What are the main differences between Hamiltonian and Lagrangian mechanics?

[CMBR]

Homework Statement

So I just learned how to derive the equation of motion under the Lagrangian formulation which involves finding the euler-lagrange equation when setting the change in action to zero, chain rule, integration by parts etc.. Then I learned how to find the equations of motion under Hamiltonian formulation, you take the legendre transformation of the Lagrangian, then take partial derivative of the hamiltonian w.r.t momentum & general coordinates to find the Hamiltons equations.

I feel my fundamental understanding is just not there, is there no concept of "minimum action" when deriving equations of motion under the hamiltonian formulation? Is there no such thing as dS=∫dt (H-H₀)=0 as there is dS=∫dt (L-L₀)=0 in lagrangian mechanics?

Homework Equations

The Attempt at a Solution

 

[jedishrfu]

This might help your understanding:

http://en.wikipedia.org/wiki/Hamiltonian_mechanics

Basically Hamiltonians describe the total energy of the system vs Lagrangian's which describe the difference between kinetic and potential energy to define the action which systems will tend to minimize as they change state ( aka least action or stationary action).

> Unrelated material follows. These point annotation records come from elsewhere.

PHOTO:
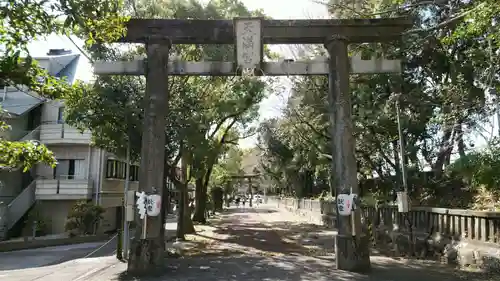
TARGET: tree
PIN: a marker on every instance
(25, 21)
(205, 113)
(22, 154)
(448, 65)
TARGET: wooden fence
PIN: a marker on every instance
(460, 224)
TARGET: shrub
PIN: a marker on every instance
(83, 218)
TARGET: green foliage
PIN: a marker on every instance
(449, 59)
(25, 154)
(479, 169)
(26, 21)
(83, 218)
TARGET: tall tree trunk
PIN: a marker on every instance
(397, 163)
(201, 202)
(460, 140)
(188, 226)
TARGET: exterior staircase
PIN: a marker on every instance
(11, 213)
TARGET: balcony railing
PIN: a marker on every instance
(56, 132)
(64, 187)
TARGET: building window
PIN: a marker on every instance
(60, 115)
(118, 170)
(134, 173)
(110, 169)
(68, 169)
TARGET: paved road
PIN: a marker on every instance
(254, 244)
(40, 261)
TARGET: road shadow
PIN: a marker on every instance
(49, 256)
(238, 247)
(244, 210)
(236, 266)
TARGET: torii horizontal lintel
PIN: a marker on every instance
(273, 31)
(185, 68)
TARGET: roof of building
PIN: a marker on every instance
(18, 102)
(59, 63)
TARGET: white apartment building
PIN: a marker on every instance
(83, 172)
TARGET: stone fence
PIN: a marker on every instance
(460, 236)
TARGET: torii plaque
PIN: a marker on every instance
(352, 251)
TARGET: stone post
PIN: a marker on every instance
(351, 245)
(147, 254)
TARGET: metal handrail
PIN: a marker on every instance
(63, 177)
(25, 199)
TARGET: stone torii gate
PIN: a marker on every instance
(248, 35)
(249, 178)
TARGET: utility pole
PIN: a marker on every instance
(182, 193)
(401, 149)
(351, 244)
(126, 231)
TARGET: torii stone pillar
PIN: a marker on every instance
(144, 252)
(351, 244)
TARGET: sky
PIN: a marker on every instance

In contrast, the Hamiltonian can interpreted as follows:

Basic physical interpretation

A simple interpretation of the Hamilton mechanics comes from its application on a one-dimensional system consisting of one particle of mass m under no external forces applied. The Hamiltonian represents the total energy of the system, which is the sum of kinetic and potential energy, traditionally denoted T and V, respectively. Here q is the coordinate and p is the momentum, mv. Then

\mathcal{H} = T + V , \quad T = \frac{p^2}{2m} , \quad V = V(q).

Note that T is a function of p alone, while V is a function of q alone.

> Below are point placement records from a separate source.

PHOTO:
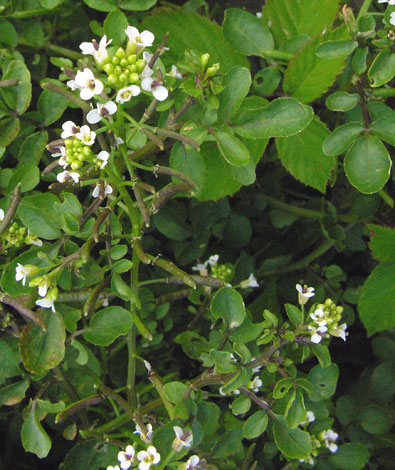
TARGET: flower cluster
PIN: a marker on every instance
(325, 321)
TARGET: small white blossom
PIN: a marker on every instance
(317, 333)
(86, 135)
(250, 282)
(304, 293)
(145, 437)
(182, 439)
(69, 129)
(126, 458)
(88, 84)
(144, 39)
(67, 175)
(148, 457)
(126, 94)
(101, 111)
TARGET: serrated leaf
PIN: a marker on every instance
(376, 303)
(203, 36)
(367, 164)
(288, 19)
(308, 76)
(246, 32)
(282, 117)
(303, 157)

In this example, the time-derivative of the momentum p equals the Newtonian force, and so the first Hamilton equation means that the force equals the negative gradient of potential energy. The time-derivative of q is the velocity, and so the second Hamilton equation means that the particle’s velocity equals the derivative of its kinetic energy with respect to its momentum.

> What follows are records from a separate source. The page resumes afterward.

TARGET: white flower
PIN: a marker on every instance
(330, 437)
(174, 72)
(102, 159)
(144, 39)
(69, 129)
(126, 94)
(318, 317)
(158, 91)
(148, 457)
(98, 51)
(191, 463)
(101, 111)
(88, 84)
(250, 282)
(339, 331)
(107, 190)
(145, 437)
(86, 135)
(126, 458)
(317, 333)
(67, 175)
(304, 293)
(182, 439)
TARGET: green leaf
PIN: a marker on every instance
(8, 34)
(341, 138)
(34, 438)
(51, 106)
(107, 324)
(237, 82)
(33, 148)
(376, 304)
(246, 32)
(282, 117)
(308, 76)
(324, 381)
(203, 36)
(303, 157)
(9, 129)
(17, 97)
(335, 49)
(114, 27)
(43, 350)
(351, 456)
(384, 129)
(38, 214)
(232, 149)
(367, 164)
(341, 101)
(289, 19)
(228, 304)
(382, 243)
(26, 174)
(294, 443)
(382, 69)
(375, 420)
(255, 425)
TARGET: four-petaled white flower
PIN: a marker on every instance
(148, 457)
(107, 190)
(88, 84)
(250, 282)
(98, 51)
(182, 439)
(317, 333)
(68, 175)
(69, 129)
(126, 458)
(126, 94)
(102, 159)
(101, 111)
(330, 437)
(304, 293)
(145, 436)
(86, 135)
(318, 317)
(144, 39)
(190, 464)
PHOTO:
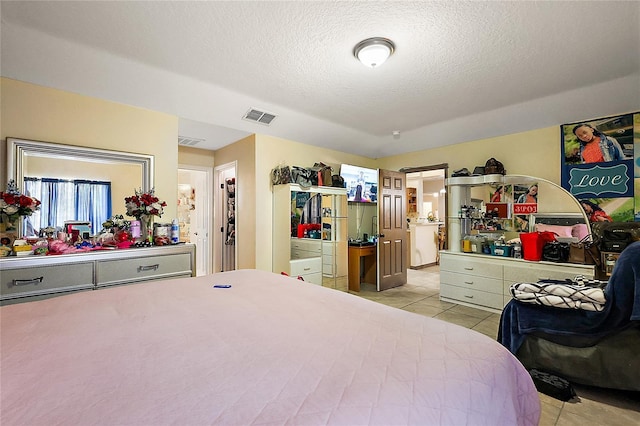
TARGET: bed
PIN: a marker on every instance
(268, 350)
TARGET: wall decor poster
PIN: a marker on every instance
(601, 166)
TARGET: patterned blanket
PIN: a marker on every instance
(578, 293)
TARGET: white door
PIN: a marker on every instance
(194, 205)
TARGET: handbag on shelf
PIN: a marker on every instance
(555, 251)
(324, 174)
(302, 176)
(585, 252)
(615, 241)
(280, 175)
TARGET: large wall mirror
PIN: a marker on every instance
(45, 161)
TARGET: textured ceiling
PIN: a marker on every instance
(497, 67)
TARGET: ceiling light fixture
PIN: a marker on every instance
(374, 51)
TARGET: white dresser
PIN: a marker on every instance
(306, 259)
(483, 281)
(37, 277)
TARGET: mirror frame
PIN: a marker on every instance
(17, 149)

I recall it was sometimes easier to find solutions using Hamiltonian mechanics first order DE vs the Lagranigian 2nd order DE but don't quote me on this. (too many years ago)

Hamilton's equations consist of 2n first-order differential equations, while Lagrange's equations consist of n second-order equations. However, Hamilton's equations usually don't reduce the difficulty of finding explicit solutions. They still offer some advantages, since important theoretical results can be derived because coordinates and momenta are independent variables with nearly symmetric roles.

Hamilton's equations have another advantage over Lagrange's equations: if a system has a symmetry, such that a coordinate does not occur in the Hamiltonian, the corresponding momentum is conserved, and that coordinate can be ignored in the other equations of the set. Effectively, this reduces the problem from n coordinates to (n-1) coordinates. In the Lagrangian framework, of course the result that the corresponding momentum is conserved still follows immediately, but all the generalized velocities still occur in the Lagrangian - we still have to solve a system of equations in n coordinates.[2]